A volte le innovazioni più interessanti nascono da problemi comuni. Prendere una pillola, per esempio, è uno di quei gesti si fanno senza pensarci troppo. Ed è proprio lì, in quell’atto, si annida uno dei punti più fragili della medicina moderna. Ovvero la certezza che un farmaco venga davvero assunto. È partendo da tale consapevolezza che un gruppo di ricercatori del MIT ha sviluppato una pillola capace di “farsi sentire” dallo stomaco. Ciò confermando la propria ingestione. L’idea non ha nulla di invasivo: la capsula può essere integrata in medicinali già esistenti. Una volta arrivata nello stomaco, attiva un sistema di comunicazione basato su radiofrequenza. Nel giro di una decina di minuti, un segnale rilevabile dall’esterno certifica che la pillola è stata assunta. Poi, come se nulla fosse, gran parte dei componenti si degrada naturalmente, senza lasciare residui pericolosi nell’organismo.
Il MIT presenta la pillola che comunica dallo stomaco
Dietro tale soluzione c’è una motivazione molto concreta. La mancata aderenza alle terapie è un problema enorme, spesso sottovalutato. Il quale incide sulla salute dei pazienti e sui costi dei sistemi sanitari. Non si tratta solo di distrazione o scarsa disciplina: terapie lunghe, effetti collaterali, stanchezza psicologica possono portare a salti o interruzioni che, in alcuni casi, compromettono l’efficacia del trattamento. In ambiti delicati come i trapianti o le infezioni croniche, sapere con precisione se un farmaco è stato preso non è un dettaglio, ma una necessità.

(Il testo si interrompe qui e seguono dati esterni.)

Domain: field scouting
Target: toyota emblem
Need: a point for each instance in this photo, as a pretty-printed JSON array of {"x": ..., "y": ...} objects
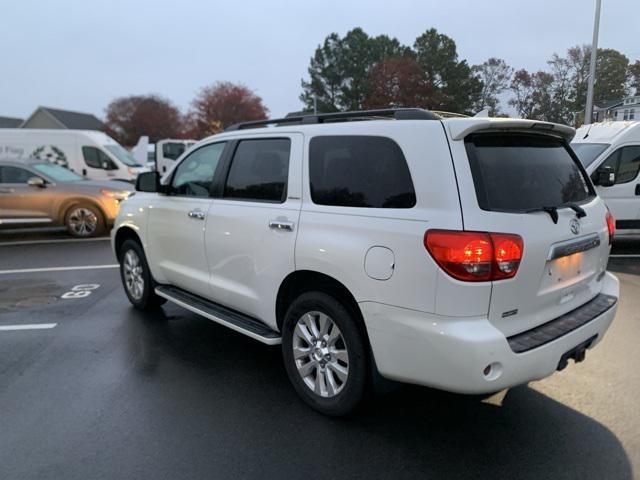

A coordinare il progetto è Giovanni Traverso, medico e ingegnere, che da anni lavora su dispositivi capaci di rendere i farmaci più “attivi” nel dialogo con il corpo. In passato il suo team aveva già esplorato capsule in grado di rimanere a lungo nel tratto gastrointestinale e rilasciare dosi controllate. Questa volta, però, l’approccio è diverso: non si tratta di sostituire la terapia, ma di accompagnarla. Un ruolo centrale lo giocano i materiali. L’antenna a radiofrequenza è realizzata in zinco ed è incorporata in una matrice di cellulosa. Entrambi scelti per la loro sicurezza e compatibilità biologica.
La capsula è rivestita in modo da evitare qualsiasi attivazione prematura. Solo nello stomaco il sistema entra in funzione, rilasciando il farmaco e inviando il segnale. Il microchip che gestisce la comunicazione, minuscolo e non biodegradabile, è progettato per attraversare il tratto digestivo ed essere espulso senza problemi. Rispetto a tentativi precedenti, tale soluzione riduce il rischio di accumulo di materiali nel corpo.